Tone 42 – Sohrab “A Hidden Place”

LP – 6 tracks – 40:20 + free download: Aamookhtan Baraye Zistan (42:46) when you buy the vinyl from the TouchShop

Mastered by Denis Blackham
Cut by Jason @ Transition
Photography by Jon Wozencroft

Track listing:

side one
Susanna (9:51)
Somebody (5:59)
Pedagogicheskaya Poema (3:28)

side two
Himmel Über Tehran (5:31)
A Hidden Place (9:27)
Zarrin (6:16)

Sohrab was born in Tehran in 1984. He was seven when the Iran-Iraq war ended. His name, from an old poem called ‘Shahname’, means ‘rouge water’, which can also mean ‘blood’. He started a punk band with his brother and a friend, which lasted about two years before splitting.
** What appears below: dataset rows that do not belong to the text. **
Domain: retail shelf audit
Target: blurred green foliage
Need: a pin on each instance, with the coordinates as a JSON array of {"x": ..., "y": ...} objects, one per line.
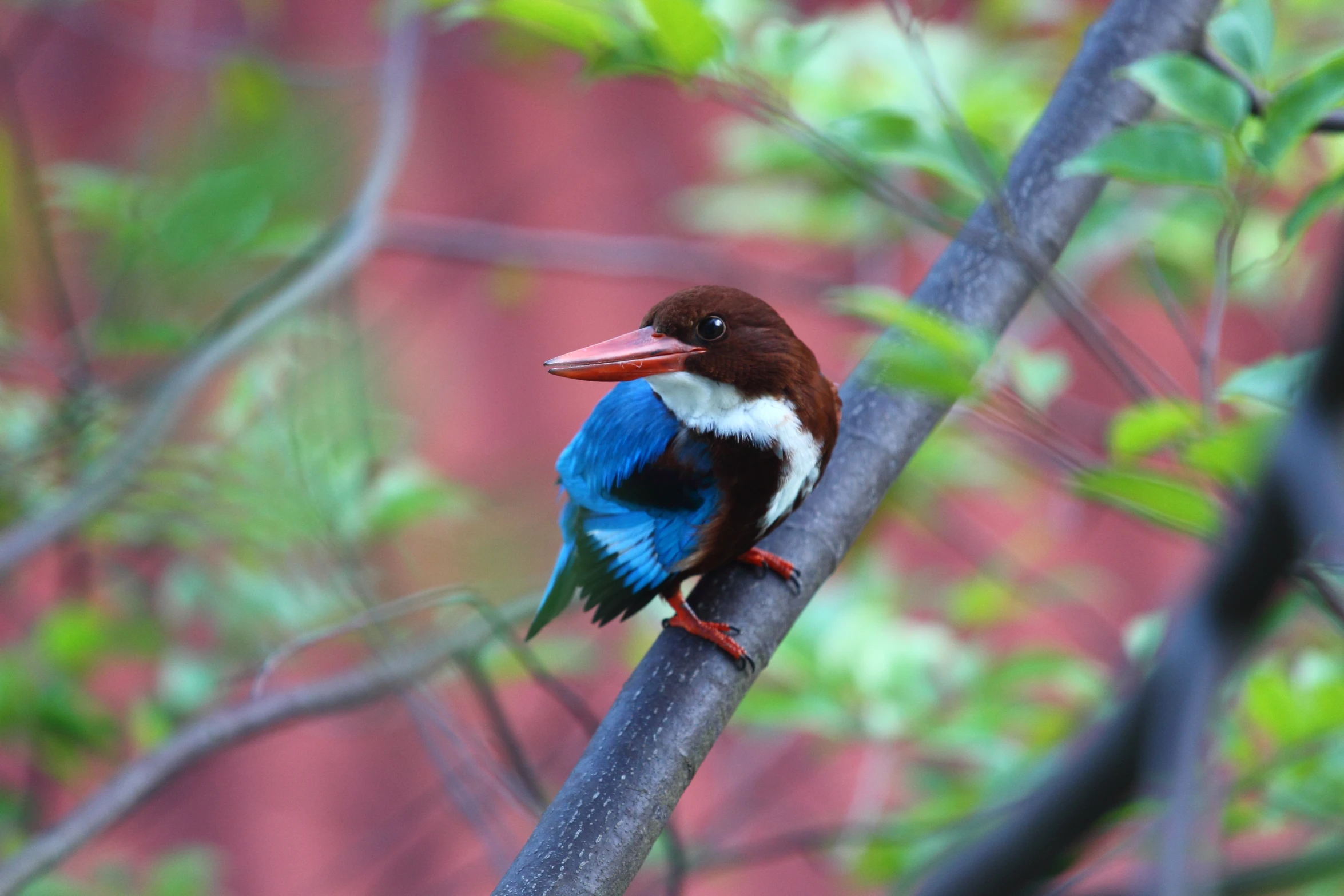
[
  {"x": 835, "y": 102},
  {"x": 257, "y": 523}
]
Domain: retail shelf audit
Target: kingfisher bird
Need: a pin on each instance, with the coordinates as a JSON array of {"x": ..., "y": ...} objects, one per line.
[{"x": 718, "y": 429}]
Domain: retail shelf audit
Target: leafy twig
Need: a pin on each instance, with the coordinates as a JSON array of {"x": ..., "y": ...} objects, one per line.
[
  {"x": 600, "y": 828},
  {"x": 118, "y": 468},
  {"x": 137, "y": 781}
]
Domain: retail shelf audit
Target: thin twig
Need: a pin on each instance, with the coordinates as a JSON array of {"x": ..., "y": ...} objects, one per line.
[
  {"x": 137, "y": 781},
  {"x": 1333, "y": 122},
  {"x": 504, "y": 732},
  {"x": 558, "y": 691},
  {"x": 118, "y": 468},
  {"x": 1171, "y": 305},
  {"x": 1208, "y": 348},
  {"x": 30, "y": 182},
  {"x": 374, "y": 616}
]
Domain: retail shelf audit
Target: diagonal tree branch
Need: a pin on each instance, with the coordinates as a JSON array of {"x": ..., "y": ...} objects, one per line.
[
  {"x": 602, "y": 824},
  {"x": 140, "y": 779},
  {"x": 356, "y": 238}
]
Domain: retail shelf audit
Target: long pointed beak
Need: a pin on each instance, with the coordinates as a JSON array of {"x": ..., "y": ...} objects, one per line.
[{"x": 625, "y": 358}]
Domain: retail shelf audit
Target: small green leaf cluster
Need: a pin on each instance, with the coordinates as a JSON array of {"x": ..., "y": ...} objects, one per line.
[
  {"x": 973, "y": 726},
  {"x": 183, "y": 872},
  {"x": 1171, "y": 463},
  {"x": 174, "y": 246}
]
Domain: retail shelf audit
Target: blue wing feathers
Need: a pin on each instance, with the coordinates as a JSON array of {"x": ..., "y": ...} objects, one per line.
[{"x": 635, "y": 508}]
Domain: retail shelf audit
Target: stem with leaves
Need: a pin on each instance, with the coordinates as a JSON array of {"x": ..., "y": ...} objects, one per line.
[
  {"x": 600, "y": 828},
  {"x": 117, "y": 469}
]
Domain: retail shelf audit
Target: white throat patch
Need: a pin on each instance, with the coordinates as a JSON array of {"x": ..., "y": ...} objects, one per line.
[{"x": 706, "y": 406}]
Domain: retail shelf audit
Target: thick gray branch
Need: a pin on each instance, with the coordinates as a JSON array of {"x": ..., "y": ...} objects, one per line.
[
  {"x": 118, "y": 468},
  {"x": 136, "y": 782},
  {"x": 600, "y": 828}
]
Sohrab is totally isolated in Iran, with little or no connection to what is happening there. Sohrab is, like so many, displaced within his own country and occupies a similar internal cultural isolation. This is suggested by Jon Wozencroft’s imagery and artwork; looking in through shattered glass and an air of menace underneath the surface.
He recently performed live at Berghain for a Touch night, with Fennesz, Hildur Gudnadottir and others. It was his first legal gig since a performance by his punk band was broken up by the police in Tehran…

He is currently seeking status as a political refugee…

Sohrab used Reason 3, his midi controller (R)evolution UC-16 and a sampler, recorded live through Ambrosia recording software.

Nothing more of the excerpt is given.